The same thing is happening in writing. The first draft used to be the hard part (remember when “writers block” was a thing?). AI can now spit one out in seconds. Graphic design is experiencing something similar. So is video editing. The act of creation itself is becoming dramatically cheaper and faster.

That’s where most people stop the conversation. They hear that and assume creative jobs are forever doomed. Look, some probably are… but most are not at risk in the same way as these creative-adjacent jobs. Let us explain in the next section.

The Most At Risk Aren’t The Artists

AI is far, far away of reaching Christopher Nolan-level creative mastery.

The people who should probably be the most nervous aren’t the stars at the top of the creative industries. It’s the massive middle class that exists underneath them.

Think about how creative work actually gets made today. Most musicians aren’t Taylor Swift. Most writers aren’t Stephen King. Most filmmakers aren’t Christopher Nolan. The vast majority of creative workers make a living doing the stuff in the middle — writing marketing copy, designing logos, editing videos, creating stock music, drafting articles like this one… you get the point.

This middle is where AI is the most useful — not creating Stephen King-level prose. Think about it: if a company was paying someone $500 to write a generic SEO blog post and now ChatGPT can produce something 70% as good in 30 seconds, what do you think that company is going to do?

Welp, apply that same logic to other middle-level creative outputs. Stock photography sites. Super simple video editing. Canva-level design. The AI technology doesn’t need to be perfect. It just needs to be good enough to make a business owner question the bill.

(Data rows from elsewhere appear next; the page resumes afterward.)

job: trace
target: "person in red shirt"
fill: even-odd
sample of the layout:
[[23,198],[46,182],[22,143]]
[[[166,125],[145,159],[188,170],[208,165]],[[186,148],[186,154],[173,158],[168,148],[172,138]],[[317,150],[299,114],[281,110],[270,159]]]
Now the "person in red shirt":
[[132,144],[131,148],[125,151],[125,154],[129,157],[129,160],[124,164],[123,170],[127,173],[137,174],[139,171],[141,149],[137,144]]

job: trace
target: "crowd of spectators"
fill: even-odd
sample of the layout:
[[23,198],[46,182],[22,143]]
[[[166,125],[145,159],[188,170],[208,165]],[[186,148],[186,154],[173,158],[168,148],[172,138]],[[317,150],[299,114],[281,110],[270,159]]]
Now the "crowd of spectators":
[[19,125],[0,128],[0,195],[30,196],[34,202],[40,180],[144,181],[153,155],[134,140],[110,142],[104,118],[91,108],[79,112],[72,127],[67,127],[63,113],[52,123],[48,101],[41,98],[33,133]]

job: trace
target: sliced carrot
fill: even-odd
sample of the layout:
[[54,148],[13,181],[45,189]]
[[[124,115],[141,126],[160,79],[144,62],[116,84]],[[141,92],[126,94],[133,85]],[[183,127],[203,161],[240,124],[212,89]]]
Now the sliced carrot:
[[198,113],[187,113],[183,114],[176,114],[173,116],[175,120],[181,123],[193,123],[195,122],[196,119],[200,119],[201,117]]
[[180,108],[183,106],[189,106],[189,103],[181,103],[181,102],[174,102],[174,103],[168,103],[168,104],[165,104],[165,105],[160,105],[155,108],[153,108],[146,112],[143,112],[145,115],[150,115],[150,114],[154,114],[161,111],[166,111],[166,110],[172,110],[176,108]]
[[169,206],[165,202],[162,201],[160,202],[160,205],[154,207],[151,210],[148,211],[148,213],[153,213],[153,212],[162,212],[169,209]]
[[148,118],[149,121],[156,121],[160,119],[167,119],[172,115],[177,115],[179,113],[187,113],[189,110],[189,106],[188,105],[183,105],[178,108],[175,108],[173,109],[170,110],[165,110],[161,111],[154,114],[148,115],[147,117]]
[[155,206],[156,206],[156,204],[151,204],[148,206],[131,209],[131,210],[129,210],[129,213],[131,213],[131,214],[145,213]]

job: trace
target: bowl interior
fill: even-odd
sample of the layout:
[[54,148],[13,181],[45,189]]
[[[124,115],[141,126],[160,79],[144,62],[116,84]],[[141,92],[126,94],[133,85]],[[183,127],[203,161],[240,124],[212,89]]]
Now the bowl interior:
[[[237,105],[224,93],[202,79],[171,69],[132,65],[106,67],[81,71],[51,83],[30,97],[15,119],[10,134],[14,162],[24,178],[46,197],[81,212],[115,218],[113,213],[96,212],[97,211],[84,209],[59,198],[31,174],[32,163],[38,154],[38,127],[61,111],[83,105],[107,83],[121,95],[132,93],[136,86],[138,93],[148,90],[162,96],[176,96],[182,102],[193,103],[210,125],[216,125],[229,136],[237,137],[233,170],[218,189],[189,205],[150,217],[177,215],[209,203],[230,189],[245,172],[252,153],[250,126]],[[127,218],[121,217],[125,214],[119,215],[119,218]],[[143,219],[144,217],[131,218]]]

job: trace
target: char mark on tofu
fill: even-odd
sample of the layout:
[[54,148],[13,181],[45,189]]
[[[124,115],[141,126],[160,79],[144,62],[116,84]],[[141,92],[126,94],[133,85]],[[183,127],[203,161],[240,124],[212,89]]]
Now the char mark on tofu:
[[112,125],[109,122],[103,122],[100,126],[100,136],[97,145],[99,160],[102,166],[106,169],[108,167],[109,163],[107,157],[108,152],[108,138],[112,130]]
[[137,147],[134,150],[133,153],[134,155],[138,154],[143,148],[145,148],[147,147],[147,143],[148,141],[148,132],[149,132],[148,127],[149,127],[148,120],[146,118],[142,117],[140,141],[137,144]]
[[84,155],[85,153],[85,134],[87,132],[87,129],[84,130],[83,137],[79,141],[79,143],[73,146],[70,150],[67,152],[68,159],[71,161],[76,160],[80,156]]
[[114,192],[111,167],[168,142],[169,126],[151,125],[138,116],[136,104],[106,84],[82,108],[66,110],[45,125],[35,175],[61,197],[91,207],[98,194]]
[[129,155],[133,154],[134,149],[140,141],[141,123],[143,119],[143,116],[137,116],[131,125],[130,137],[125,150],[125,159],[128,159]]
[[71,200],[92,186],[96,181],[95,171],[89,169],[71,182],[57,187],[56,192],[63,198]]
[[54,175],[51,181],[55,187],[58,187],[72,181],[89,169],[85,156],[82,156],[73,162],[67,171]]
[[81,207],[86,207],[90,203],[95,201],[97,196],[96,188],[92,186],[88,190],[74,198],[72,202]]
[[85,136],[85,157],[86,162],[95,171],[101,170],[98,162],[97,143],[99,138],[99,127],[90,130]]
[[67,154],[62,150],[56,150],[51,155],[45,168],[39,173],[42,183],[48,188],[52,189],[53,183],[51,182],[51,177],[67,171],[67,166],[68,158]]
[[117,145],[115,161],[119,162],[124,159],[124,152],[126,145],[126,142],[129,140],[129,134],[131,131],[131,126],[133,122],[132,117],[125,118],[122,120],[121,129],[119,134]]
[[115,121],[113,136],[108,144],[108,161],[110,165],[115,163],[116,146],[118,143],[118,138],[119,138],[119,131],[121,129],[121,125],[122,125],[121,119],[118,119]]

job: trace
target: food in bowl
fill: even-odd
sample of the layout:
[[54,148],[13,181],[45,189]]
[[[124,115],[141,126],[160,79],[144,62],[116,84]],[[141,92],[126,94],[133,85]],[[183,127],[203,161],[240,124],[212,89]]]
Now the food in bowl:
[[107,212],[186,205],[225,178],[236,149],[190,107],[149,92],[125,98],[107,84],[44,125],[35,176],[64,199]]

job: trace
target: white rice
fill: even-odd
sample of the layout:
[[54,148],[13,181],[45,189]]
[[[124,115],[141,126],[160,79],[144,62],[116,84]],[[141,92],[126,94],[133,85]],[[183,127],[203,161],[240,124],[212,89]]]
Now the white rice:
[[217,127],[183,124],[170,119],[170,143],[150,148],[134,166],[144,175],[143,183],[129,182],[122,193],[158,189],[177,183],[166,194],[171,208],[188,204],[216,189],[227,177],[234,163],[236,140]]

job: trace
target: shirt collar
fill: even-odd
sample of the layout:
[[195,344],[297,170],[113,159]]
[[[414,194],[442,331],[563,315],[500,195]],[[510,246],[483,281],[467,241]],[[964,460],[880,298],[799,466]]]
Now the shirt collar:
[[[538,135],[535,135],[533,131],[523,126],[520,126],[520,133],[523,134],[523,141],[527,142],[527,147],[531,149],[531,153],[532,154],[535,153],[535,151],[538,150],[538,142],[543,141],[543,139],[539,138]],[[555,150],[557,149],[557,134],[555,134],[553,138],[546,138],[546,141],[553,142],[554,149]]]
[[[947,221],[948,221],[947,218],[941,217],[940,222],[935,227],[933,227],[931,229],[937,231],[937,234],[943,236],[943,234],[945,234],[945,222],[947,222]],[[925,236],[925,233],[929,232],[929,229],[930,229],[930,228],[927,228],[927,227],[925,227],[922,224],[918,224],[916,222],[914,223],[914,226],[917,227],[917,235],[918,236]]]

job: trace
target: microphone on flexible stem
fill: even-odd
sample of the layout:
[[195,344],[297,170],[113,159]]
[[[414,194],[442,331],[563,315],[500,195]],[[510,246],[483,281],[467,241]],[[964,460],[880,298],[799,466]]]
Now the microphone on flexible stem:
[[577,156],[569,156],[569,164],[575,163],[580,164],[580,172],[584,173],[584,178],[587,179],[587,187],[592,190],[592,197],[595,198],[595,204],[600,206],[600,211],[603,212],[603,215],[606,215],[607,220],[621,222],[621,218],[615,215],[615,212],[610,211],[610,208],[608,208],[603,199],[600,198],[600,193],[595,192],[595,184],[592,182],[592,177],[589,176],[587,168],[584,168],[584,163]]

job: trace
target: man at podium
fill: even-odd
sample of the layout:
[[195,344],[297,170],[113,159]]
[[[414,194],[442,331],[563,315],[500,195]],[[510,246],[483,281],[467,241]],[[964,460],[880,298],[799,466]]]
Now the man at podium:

We’ve seen this movie before, by the way. The internet didn’t kill journalism, but it absolutely destroyed local newspapers. Streaming didn’t kill music, but it gutted record stores. Technology tends to eliminate the middle layers first because those are the easiest parts to replace. The people creating truly great work can and will survive.

Can an AI crowd thousands of people into an arena like a top-notch music artist? Can AI characters convey emotion with facial movements only à la an actor?  Can AI erupt a comedy show theater into laughter?

The answer is a resounding no to all of them.

That’s why we don’t think AI is coming for creativity itself. Humans are still going to write songs, make movies, record podcasts, and create art. It’s just a human instinct to express oneself this way.

The bigger question is whether all the supporting jobs that grew up around those industries remain as valuable as they once were (our money says hell no). If creating something becomes dramatically cheaper, then a lot of the businesses built around helping people create may discover they’re no longer as essential as they thought.